Scatterplot of Loan Closes per month vs Respas received 2 months prior
I decided to run a simple regression test on the data. The regression equation that will predict loan closes is:
y = 10 + .476*x
(y = number of closed loans, x = number of RESPAS received 2 months prior) However, in this case we would want to set our y intercept at zero. This is obvious because if you received zero RESPAS back two months ago you would expect to close zero loans, not 10. After this adjustment and forcing the y intercept at zero, the resulting equation is:
y = .52x Take a look at the following graph to see how accurately this test would predict the number of loan closes you could expect.
Scatterplot of Loan Closes per month vs Adjusted Respas received 2 months prior The strong linear relationship indicates that in fact, RESPAS received 2 months prior is a great indicator of how many loans you will close in that month. In fact, statistically speaking, this test has a p-value of less than .01. This means that there is less than a 1% chance that the above regression equation does not predict loan closes accurately for us. The main assumption of this test is that the data is normally distributed. The simplest way to check for normally distributed data is to use a normal probability plot. These plots are a quick graphing technique to see if a data set exhibits the properties of a normal distribution. If the data is indeed approximately normally distributed, then the normal probability plot of the residuals should lie in a straight line. The straighter the line, the better. As the figure shows, the data are in fact normally distributed.

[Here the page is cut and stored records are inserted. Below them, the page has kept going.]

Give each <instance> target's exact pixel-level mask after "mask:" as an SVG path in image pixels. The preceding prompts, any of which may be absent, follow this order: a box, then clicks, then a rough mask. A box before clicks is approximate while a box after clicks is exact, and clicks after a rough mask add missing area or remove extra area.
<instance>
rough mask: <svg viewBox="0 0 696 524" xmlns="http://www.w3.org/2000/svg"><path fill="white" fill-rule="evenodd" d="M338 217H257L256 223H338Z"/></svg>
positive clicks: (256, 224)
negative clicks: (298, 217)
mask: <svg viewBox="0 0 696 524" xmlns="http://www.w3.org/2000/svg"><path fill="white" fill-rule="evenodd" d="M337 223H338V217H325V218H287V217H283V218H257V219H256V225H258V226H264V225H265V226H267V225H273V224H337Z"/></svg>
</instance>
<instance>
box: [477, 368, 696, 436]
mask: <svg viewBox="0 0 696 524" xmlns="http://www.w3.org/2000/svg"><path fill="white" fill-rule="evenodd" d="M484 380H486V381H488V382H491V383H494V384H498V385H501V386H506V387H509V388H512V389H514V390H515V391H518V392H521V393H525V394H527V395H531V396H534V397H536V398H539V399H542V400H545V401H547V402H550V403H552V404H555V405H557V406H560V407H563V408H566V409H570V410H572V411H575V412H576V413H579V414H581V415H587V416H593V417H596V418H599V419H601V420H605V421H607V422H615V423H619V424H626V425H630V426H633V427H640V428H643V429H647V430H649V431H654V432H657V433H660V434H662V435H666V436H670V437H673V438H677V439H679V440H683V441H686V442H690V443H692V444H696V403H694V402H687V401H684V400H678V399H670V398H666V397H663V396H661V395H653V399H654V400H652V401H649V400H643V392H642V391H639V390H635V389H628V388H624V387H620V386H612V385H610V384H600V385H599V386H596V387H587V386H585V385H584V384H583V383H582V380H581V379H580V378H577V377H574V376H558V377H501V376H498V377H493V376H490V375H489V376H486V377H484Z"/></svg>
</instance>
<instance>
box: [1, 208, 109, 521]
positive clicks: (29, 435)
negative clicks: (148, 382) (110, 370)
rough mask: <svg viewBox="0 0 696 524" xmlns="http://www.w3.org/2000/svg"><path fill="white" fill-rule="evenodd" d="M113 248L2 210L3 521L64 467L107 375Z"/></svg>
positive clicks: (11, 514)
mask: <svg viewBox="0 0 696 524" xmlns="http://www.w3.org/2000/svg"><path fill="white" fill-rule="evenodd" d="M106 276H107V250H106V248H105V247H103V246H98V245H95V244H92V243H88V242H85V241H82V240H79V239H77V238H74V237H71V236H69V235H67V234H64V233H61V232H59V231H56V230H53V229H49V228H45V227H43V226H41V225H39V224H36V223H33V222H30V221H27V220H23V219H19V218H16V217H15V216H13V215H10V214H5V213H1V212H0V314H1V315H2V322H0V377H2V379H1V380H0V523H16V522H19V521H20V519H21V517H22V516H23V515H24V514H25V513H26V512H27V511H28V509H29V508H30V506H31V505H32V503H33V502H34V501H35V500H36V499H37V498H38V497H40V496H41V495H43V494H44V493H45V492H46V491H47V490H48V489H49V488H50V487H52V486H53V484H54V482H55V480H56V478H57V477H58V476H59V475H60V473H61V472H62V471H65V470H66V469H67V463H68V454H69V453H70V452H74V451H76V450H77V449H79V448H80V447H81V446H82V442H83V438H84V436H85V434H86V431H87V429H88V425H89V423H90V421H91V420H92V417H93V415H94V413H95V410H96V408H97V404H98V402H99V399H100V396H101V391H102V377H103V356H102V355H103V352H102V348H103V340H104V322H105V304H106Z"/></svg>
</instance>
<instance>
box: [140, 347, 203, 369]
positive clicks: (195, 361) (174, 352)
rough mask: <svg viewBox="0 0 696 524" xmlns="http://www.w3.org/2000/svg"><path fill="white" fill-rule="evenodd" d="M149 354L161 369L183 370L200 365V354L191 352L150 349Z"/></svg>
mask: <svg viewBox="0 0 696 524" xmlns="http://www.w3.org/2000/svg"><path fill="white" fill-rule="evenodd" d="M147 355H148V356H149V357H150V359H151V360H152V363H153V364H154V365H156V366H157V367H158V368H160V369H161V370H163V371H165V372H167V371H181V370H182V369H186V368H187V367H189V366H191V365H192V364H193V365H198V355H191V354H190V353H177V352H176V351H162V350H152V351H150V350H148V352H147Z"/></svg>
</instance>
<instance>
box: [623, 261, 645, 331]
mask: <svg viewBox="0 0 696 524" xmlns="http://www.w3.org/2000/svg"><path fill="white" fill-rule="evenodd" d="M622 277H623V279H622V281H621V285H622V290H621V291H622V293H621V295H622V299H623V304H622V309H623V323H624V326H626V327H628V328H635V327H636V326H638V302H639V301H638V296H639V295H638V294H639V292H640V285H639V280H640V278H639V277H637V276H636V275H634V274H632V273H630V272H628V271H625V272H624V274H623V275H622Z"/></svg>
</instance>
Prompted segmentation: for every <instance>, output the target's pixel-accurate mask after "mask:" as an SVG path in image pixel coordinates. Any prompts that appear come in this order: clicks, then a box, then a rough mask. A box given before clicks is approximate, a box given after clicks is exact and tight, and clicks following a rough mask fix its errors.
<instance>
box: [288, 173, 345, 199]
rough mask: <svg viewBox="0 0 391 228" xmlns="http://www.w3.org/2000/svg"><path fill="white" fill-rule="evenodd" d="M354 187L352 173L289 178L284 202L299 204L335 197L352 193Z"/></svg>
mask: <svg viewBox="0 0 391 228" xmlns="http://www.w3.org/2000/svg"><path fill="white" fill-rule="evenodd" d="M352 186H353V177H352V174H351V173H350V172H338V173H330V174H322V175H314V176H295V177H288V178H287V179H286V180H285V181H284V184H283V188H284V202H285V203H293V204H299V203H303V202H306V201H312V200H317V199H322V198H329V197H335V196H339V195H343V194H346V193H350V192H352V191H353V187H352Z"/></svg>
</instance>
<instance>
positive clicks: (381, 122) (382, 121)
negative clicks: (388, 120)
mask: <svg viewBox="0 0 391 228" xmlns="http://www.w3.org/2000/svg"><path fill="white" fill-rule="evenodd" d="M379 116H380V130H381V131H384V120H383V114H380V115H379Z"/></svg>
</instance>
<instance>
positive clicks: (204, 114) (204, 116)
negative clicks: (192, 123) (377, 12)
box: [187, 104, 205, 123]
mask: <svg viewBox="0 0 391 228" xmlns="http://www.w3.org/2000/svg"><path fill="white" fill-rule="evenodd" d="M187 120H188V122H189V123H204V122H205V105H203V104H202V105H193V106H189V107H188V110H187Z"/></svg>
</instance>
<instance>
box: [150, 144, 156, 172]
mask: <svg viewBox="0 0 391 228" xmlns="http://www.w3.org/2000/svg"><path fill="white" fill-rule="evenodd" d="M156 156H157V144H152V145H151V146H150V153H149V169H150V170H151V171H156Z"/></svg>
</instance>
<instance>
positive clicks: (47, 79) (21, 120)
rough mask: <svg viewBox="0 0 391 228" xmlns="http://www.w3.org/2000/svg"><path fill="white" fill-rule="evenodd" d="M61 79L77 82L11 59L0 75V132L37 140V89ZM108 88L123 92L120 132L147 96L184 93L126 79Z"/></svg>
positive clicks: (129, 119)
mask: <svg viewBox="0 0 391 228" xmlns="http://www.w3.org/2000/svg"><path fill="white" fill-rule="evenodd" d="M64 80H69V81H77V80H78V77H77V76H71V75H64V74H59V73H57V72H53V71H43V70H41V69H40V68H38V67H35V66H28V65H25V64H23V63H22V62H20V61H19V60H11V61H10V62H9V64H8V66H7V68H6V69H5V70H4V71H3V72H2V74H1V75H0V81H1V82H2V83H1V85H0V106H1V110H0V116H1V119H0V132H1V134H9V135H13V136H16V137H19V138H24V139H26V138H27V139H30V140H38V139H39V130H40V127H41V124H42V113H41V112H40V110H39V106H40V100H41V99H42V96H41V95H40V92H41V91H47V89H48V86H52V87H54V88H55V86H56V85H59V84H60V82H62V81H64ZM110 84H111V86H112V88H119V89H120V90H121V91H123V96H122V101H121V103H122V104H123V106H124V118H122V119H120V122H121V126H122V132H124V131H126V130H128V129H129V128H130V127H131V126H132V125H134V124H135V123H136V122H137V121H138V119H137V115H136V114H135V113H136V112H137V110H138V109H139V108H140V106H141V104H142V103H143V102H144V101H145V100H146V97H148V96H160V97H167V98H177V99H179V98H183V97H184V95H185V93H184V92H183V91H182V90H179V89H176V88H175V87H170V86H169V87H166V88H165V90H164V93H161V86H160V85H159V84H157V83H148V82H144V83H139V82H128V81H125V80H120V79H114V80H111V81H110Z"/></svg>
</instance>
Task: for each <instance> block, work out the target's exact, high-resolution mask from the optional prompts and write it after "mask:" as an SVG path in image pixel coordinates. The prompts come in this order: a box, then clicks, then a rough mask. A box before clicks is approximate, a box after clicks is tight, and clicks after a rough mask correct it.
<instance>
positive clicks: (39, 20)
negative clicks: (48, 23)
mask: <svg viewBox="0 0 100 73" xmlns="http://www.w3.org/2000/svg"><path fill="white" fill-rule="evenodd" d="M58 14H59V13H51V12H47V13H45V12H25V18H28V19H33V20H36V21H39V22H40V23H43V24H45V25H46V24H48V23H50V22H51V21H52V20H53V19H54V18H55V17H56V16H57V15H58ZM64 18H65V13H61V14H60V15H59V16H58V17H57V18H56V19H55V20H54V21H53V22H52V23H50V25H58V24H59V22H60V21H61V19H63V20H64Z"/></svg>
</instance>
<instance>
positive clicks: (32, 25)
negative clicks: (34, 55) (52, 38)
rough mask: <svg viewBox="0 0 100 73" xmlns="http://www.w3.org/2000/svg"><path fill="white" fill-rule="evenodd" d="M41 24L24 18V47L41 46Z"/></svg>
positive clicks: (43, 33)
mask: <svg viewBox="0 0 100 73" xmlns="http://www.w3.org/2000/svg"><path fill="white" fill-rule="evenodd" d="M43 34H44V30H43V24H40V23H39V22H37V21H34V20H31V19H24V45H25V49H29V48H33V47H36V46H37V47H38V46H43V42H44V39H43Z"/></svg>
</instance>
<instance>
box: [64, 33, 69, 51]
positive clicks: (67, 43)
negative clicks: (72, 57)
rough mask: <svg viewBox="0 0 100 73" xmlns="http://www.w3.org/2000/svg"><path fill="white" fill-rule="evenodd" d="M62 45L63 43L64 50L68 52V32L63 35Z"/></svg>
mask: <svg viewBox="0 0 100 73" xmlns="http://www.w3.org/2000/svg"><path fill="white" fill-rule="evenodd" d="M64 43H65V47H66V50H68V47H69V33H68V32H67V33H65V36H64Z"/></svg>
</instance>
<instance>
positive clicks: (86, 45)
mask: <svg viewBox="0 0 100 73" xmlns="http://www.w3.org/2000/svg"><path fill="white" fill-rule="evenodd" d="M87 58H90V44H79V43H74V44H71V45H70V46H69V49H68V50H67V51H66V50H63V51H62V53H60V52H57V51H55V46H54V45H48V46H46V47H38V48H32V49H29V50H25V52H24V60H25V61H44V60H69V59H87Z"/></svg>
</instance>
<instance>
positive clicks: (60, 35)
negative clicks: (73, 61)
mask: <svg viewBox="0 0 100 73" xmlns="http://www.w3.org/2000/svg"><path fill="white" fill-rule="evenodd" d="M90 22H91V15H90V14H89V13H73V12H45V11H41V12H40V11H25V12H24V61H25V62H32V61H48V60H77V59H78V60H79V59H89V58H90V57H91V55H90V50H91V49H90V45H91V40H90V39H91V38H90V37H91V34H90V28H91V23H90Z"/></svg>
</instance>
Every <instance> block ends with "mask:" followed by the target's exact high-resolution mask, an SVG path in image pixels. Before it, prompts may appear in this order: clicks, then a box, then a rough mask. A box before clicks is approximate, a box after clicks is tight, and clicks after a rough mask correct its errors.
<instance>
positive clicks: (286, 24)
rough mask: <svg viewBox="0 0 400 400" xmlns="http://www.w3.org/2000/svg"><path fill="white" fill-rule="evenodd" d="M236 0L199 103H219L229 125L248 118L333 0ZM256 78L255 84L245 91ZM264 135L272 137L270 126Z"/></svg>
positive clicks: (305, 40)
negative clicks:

Normal Probability Plot In addition, the plot indicates that the predictor is a useful tool for the entire range of X. At no point in the graph are there are group of residuals that stray away from the predicted straight line. Because any value for X will accurately predict Y, we know we can use this for any amount of RESPAS we receive.* Using this information I am now able to predict good and bad months. Also, if we are expecting to close a certain number of loans, but close noticeably fewer than what we expected, we can know something may be wrong. We can then investigate the problem as opposed to not knowing there is a problem.
*In our case the rage includes receive 150-300 RESPAS back, we cannot be sure if the predictor will work for X values outside of that range.